The proposed bill set out guidelines for categorizing cryptocurrencies as either securities or commodities. Described by Gillibrand as a “landmark bill”, the proposal aims to provide clarity for regulators and the industry as a whole, while delivering the flexibility necessary to operate within the fast-changing virtual asset space. 

In a move seemingly designed to encourage the adoption of crypto as an alternative form of payment, the bill recommends making crypto transactions that are $200 or less tax-free, subject to certain conditions

To aid innovation, the bill also suggests introducing an industry “sandbox” where regulators allow crypto firms to test new products on a supervised, limited scale and duration. 

Crypto classifications

The decision to define most cryptocurrencies as either commodities or securities is based on the “purpose of the asset and the rights or powers it conveys to the consumer.” The bill also clarifies the definitions of various industry-related terms, including “crypto broker”, “digital asset”, “commodity”, “security”, “payment stablecoin” and “ancillary asset”. 

The bill argues that the crypto market is dominated by commodities – a fungible or tradable asset that represents an item or product – due to them being “fully centralized”. As a result, many of the cryptocurrencies with the largest market share, including bitcoin and ether, would fall into the category of “ancillary assets” overseen exclusively by the CFTC. 

A regulatory framework for stablecoins 

The bill also defines and creates requirements for stablecoins designed to protect consumers and markets and promote faster payments.

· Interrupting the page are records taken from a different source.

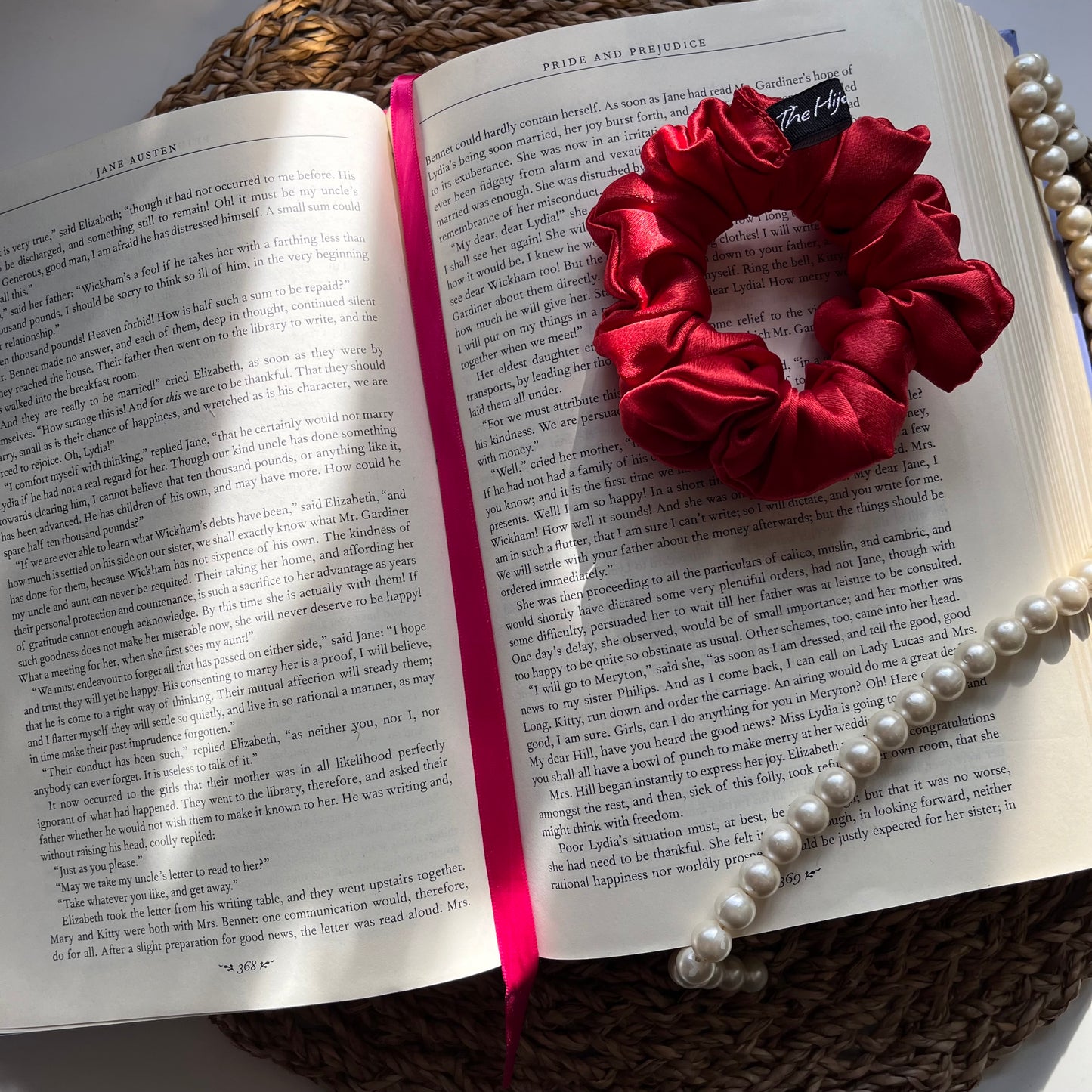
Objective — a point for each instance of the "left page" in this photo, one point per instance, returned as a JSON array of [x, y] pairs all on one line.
[[234, 753]]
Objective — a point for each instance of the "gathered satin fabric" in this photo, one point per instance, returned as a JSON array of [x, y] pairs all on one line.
[[697, 398]]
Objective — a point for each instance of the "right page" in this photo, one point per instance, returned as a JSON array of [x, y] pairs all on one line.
[[679, 660]]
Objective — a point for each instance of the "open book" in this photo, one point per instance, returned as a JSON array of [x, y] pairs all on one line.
[[235, 753]]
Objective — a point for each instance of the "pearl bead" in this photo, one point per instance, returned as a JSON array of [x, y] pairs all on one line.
[[735, 910], [887, 729], [1084, 571], [1050, 163], [1052, 84], [781, 843], [944, 680], [915, 704], [836, 787], [1025, 67], [809, 815], [755, 974], [976, 659], [759, 877], [1062, 113], [688, 971], [1075, 222], [1074, 144], [1068, 594], [1079, 253], [1062, 193], [733, 974], [716, 979], [1007, 636], [710, 942], [1028, 100], [1038, 614], [1038, 131], [861, 757]]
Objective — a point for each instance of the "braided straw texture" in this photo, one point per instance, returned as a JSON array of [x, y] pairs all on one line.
[[917, 998]]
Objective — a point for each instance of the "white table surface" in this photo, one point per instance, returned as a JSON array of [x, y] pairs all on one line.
[[73, 69]]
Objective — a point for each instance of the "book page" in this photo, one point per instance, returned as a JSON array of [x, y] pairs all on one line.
[[679, 660], [234, 749]]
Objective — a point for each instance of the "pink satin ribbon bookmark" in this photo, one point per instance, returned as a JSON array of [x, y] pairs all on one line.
[[493, 769]]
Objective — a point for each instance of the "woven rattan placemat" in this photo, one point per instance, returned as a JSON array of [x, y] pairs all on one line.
[[920, 998]]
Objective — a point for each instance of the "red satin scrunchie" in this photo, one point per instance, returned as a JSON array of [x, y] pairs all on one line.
[[696, 398]]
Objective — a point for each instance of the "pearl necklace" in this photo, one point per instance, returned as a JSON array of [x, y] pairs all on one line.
[[707, 962], [1048, 132]]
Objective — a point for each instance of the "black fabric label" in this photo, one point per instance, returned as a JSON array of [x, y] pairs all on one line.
[[815, 115]]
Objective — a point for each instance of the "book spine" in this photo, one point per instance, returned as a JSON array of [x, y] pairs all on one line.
[[493, 768]]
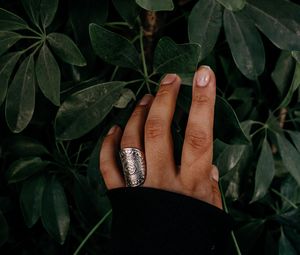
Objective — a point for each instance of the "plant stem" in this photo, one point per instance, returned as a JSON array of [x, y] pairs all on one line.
[[92, 232]]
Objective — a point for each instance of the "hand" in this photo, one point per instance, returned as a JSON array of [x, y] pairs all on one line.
[[149, 129]]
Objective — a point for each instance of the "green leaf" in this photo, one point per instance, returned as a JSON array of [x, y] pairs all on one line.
[[170, 57], [66, 49], [290, 156], [10, 21], [233, 5], [85, 109], [47, 11], [113, 48], [48, 75], [55, 212], [3, 229], [8, 39], [245, 44], [20, 99], [23, 168], [265, 171], [32, 8], [279, 20], [31, 199], [128, 10], [156, 5], [204, 25], [7, 64]]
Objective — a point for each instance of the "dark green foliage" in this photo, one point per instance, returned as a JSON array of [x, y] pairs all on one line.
[[69, 70]]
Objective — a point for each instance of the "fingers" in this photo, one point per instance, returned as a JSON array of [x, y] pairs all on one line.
[[158, 138], [197, 148], [109, 168]]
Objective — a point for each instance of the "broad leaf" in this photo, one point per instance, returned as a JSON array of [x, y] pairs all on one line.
[[85, 109], [8, 39], [31, 199], [128, 10], [265, 171], [66, 49], [245, 44], [204, 24], [290, 156], [32, 8], [10, 21], [170, 57], [271, 18], [156, 5], [113, 48], [55, 212], [7, 64], [23, 168], [47, 11], [233, 5], [48, 75], [20, 99]]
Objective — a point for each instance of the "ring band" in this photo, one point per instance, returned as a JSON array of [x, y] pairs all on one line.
[[134, 166]]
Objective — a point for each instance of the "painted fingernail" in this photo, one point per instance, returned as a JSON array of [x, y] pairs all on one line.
[[169, 79], [145, 100], [112, 130], [203, 76], [215, 173]]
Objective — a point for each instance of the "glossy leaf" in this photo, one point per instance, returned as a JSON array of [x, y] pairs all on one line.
[[170, 57], [65, 48], [55, 212], [47, 11], [265, 172], [32, 8], [10, 21], [128, 10], [271, 18], [156, 5], [48, 75], [85, 109], [31, 199], [290, 156], [245, 44], [8, 39], [233, 5], [20, 98], [23, 168], [113, 48], [204, 25], [7, 64]]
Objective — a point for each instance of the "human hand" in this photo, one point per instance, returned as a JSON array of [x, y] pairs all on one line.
[[149, 129]]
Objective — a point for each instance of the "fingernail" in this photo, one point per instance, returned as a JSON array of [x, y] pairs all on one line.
[[203, 76], [215, 173], [145, 100], [112, 130], [169, 78]]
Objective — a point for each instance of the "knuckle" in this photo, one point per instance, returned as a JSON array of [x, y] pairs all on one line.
[[154, 128]]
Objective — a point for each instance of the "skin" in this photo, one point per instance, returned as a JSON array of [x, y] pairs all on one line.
[[149, 129]]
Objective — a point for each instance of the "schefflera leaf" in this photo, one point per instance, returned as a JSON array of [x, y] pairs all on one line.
[[85, 109], [170, 57], [245, 44], [204, 25], [265, 171], [113, 48]]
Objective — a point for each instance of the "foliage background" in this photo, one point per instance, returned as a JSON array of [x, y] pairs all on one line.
[[69, 70]]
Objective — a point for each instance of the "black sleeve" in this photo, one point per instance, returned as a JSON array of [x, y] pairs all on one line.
[[152, 221]]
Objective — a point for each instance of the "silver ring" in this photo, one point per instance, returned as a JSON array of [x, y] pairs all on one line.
[[134, 166]]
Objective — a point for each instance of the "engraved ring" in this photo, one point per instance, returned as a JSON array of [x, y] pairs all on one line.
[[134, 166]]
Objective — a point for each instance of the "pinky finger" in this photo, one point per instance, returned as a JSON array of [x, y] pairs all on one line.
[[108, 164]]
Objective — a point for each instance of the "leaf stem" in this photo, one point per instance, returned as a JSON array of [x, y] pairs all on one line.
[[92, 232]]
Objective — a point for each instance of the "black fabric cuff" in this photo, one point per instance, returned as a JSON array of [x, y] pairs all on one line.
[[153, 221]]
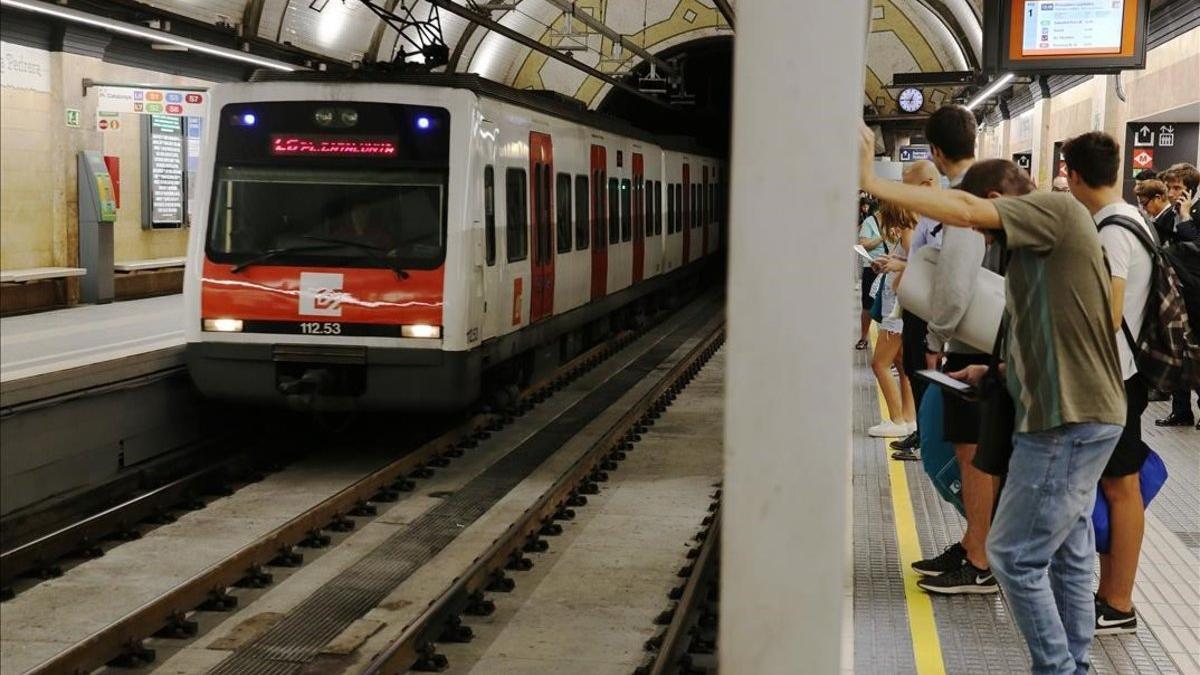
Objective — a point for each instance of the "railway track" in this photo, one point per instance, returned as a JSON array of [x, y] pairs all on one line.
[[168, 615], [415, 649]]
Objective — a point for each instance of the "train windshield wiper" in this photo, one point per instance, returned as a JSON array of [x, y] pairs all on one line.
[[384, 256], [282, 250]]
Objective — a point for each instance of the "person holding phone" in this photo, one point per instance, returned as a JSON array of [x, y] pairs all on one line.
[[1179, 223], [1062, 370]]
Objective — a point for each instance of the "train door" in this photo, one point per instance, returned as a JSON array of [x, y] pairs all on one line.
[[685, 209], [639, 214], [599, 222], [706, 210], [541, 227]]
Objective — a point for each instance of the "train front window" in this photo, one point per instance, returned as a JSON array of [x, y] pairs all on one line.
[[343, 217]]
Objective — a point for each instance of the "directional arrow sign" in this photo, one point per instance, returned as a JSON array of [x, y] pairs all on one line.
[[1144, 137]]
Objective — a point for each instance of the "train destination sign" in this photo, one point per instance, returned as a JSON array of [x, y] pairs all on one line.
[[1077, 36], [333, 145]]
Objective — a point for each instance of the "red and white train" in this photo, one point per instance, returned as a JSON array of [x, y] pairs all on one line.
[[396, 244]]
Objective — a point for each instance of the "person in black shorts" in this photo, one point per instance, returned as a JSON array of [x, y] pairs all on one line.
[[1093, 161], [963, 567]]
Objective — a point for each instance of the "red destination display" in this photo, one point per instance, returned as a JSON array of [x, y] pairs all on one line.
[[331, 145]]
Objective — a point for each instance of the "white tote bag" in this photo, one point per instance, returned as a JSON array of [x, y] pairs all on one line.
[[979, 323]]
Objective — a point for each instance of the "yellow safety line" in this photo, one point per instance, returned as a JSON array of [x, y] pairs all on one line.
[[927, 649]]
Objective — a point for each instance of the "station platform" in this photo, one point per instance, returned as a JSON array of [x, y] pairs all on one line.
[[114, 371], [63, 351], [900, 518]]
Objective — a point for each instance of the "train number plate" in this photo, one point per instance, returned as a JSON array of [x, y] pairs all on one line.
[[321, 327], [336, 328]]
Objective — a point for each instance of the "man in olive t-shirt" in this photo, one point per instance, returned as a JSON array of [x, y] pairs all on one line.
[[1062, 371]]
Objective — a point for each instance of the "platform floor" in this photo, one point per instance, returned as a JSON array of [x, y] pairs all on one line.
[[37, 344], [898, 514]]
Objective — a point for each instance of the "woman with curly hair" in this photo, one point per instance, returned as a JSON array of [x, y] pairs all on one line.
[[895, 228]]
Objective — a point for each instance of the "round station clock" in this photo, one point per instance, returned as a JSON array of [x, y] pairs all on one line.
[[911, 100]]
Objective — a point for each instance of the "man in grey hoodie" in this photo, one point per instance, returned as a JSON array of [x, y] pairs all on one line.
[[963, 567]]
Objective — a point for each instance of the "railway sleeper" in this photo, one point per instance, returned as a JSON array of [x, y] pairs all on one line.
[[430, 661], [501, 583], [519, 562], [340, 524], [385, 495], [454, 631], [219, 601], [133, 655], [315, 539], [256, 578], [178, 627], [479, 605], [287, 557], [535, 545]]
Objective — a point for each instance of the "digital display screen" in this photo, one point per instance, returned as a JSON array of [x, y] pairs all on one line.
[[295, 145], [1043, 29], [1072, 27]]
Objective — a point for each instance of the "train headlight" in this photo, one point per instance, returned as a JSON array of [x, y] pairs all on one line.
[[222, 324], [420, 330], [324, 117]]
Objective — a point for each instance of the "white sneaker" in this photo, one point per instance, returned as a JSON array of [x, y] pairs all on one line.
[[888, 429]]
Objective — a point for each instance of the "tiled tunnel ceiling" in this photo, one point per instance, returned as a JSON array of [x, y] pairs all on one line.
[[906, 36]]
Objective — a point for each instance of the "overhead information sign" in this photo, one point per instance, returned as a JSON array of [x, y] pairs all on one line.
[[1065, 36], [1073, 27], [177, 102], [915, 153]]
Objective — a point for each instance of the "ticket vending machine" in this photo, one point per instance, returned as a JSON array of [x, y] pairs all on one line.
[[97, 213]]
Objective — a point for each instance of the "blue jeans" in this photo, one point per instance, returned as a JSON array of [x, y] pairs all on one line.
[[1043, 523]]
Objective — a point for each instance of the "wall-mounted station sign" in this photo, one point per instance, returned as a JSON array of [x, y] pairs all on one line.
[[177, 102]]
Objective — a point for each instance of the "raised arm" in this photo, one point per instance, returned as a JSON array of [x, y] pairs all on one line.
[[951, 207]]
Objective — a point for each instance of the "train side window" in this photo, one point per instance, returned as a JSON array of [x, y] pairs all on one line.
[[582, 216], [695, 205], [490, 214], [648, 207], [627, 208], [563, 213], [613, 210], [670, 209], [679, 207], [516, 225], [658, 207]]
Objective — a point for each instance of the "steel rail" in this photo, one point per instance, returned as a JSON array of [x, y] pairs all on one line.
[[675, 638], [168, 611], [417, 640], [85, 535]]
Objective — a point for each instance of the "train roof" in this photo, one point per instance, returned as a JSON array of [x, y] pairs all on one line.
[[544, 101]]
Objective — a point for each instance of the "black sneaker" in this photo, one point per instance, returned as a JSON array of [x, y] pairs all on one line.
[[966, 579], [953, 557], [1111, 621], [909, 442]]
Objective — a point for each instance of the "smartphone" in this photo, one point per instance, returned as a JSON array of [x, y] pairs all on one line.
[[955, 387]]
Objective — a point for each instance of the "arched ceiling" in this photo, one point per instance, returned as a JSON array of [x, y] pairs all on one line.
[[905, 36]]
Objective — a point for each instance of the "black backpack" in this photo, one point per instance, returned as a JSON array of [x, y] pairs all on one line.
[[1167, 352]]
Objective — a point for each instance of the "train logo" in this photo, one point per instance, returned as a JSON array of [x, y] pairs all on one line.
[[321, 293]]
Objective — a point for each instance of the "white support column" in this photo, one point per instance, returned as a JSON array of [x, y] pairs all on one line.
[[798, 94]]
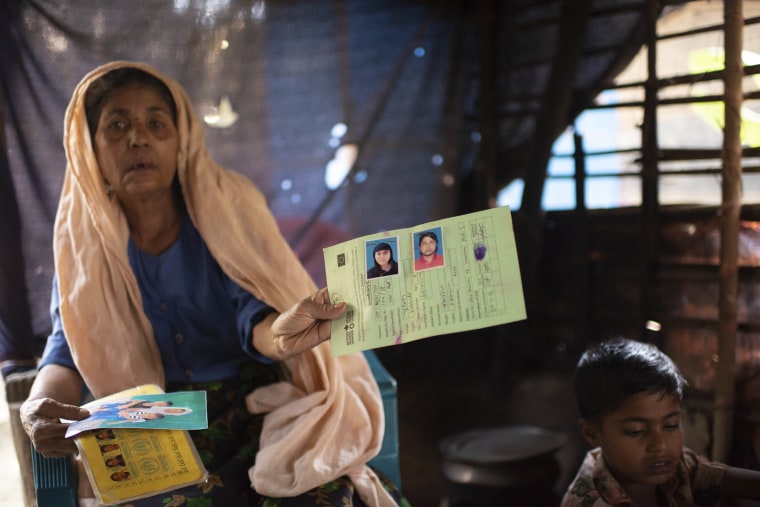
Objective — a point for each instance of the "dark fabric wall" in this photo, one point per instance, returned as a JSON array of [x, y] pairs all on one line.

Senators Lummis and Gillibrand maintain that a stablecoin holder should always be able to redeem the stablecoin in exchange for the equivalent dollar value, which not only ensures its value is maintained but also protects consumers from many of the potential risks associated with stablecoins. 

In light of the recent collapse of terraUSD (UST), the bill examines a move toward a “100% reserve, asset type and detailed disclosure requirements for all payment stablecoin issuers.” The bill proposes a new framework whereby credit unions and banks could issue stablecoins, but issuers would not have to become depository institutions. This proposal reflects the topic of debate around stablecoin regulation that remains strong in the US, which was recently seen in a report from the President’s Working Group on Financial Markets (PWG) that urged Congress to act promptly on such regulations.

Key takeaways

Compliance staff should note that a lot could change within this bill before it becomes law. But, if passed, the Responsible Financial Innovation Act could establish a new, comprehensive regulatory framework for the crypto industry in the US. It could also influence approaches to regulation in markets around the world if policymakers globally see opportunities to harmonize their approaches.